Thank you for being here.
This has been a long and difficult series of days for all too many Texans whose lives have been dramatically affected by the wildfires raging across Texas, and for the brave men and women fighting the flames.
Riding into Bastrop today was a positively surreal experience.
You hear the reports, see the video and pictures, but the impact of what's happening here and at other places across Texas doesn't become clear until you see the devastation first-hand.
Unfortunately, once again, the disastrous combination of fire, exceedingly dry conditions and high winds has led to the displacement of thousands of Texans and the devastation of more than 32,000 acres this weekend alone.
It's part of a wildfire season like we've never witnessed, from Palo Pinto County to Jeff Davis County to right here in Central Texas, with more than 3.5 million acres burned since I first declared a statewide disaster last December, an area roughly the size of the entire state of Connecticut.

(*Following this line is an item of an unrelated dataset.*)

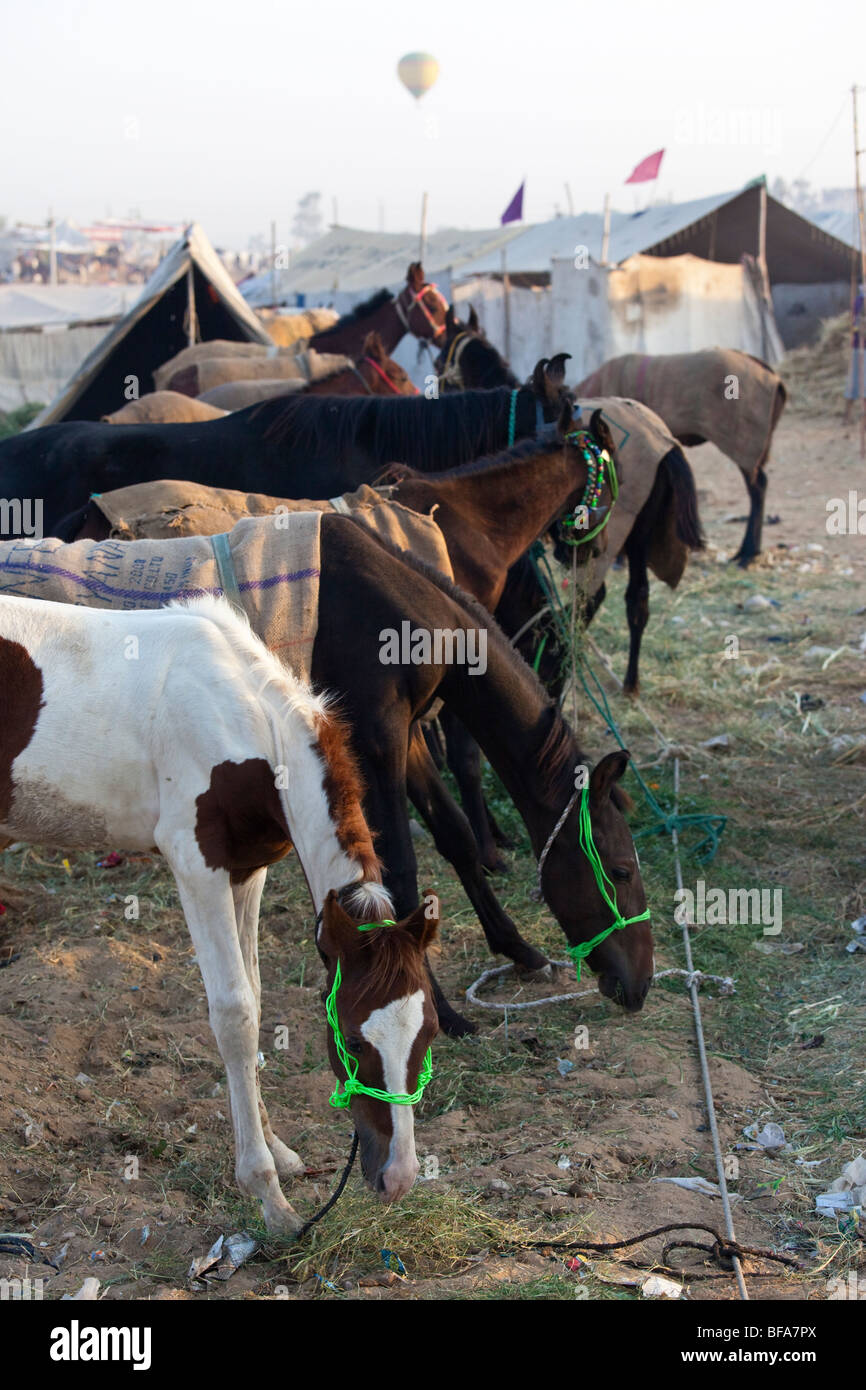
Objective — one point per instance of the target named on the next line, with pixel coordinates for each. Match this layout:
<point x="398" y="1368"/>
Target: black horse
<point x="302" y="446"/>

These fires have destroyed more than 1,000 homes, uprooting the lives of individuals and families from across the Lone Star State.
In response to these immediate fires, Texas has deployed a wide variety of ground and air-based resources across affected areas, including at least 15 single-engine air tankers, 2 Chinook helicopters and 4 Blackhawk helicopters, as part of a cooperative effort between the Texas Forest Service, Texas Military Forces, the Department of Public Safety and TxDOT, among others.
We've got a long way to go until this immediate crisis is contained.
To that end, all Texans should heed all warnings relating to anything that might cause a brushfire.
At this point, I'm urging everyone to avoid any outdoor activity that could conceivably start a fire because you truly have no idea how quickly it can spread until you see it happen.
When conditions are as dry as they have been in Texas this year, all it takes is one spark to lay waste to countless homes, leading to the loss of lives, pets and livestock, and the legacy of generations.
I urge anyone in harm's way to follow instructions relating to evacuation orders and find your way to safety when fire threatens.
As cherished as homes and possessions may be, they're not worth losing your life over.
I'd also like to thank those of you in the media who have been passing along vital information to those in affected areas, and urge Texans to stay tuned to their reports about where wildfires are and what direction they're moving.
Of course, as always, there are those who are laying their lives on the line in the defense of their fellow Texans, the heroic firefighters who are working so diligently along the front lines.
These brave individuals are stretched thin, many of them working to the point of exhaustion, both physically and emotionally.
To our firefighters, I remind them that the gratitude of an entire state is with them, along with prayers for their well-being and success in their mission.
Our hopes and prayers are also with those displaced by these fires, and with those who lost so much this weekend.
As Texans do, your neighbors and your extended family throughout the state stand ready to pitch in and assist in whatever fashion we can manage to help you pick up the pieces and rebuild your homes, your communities and your lives.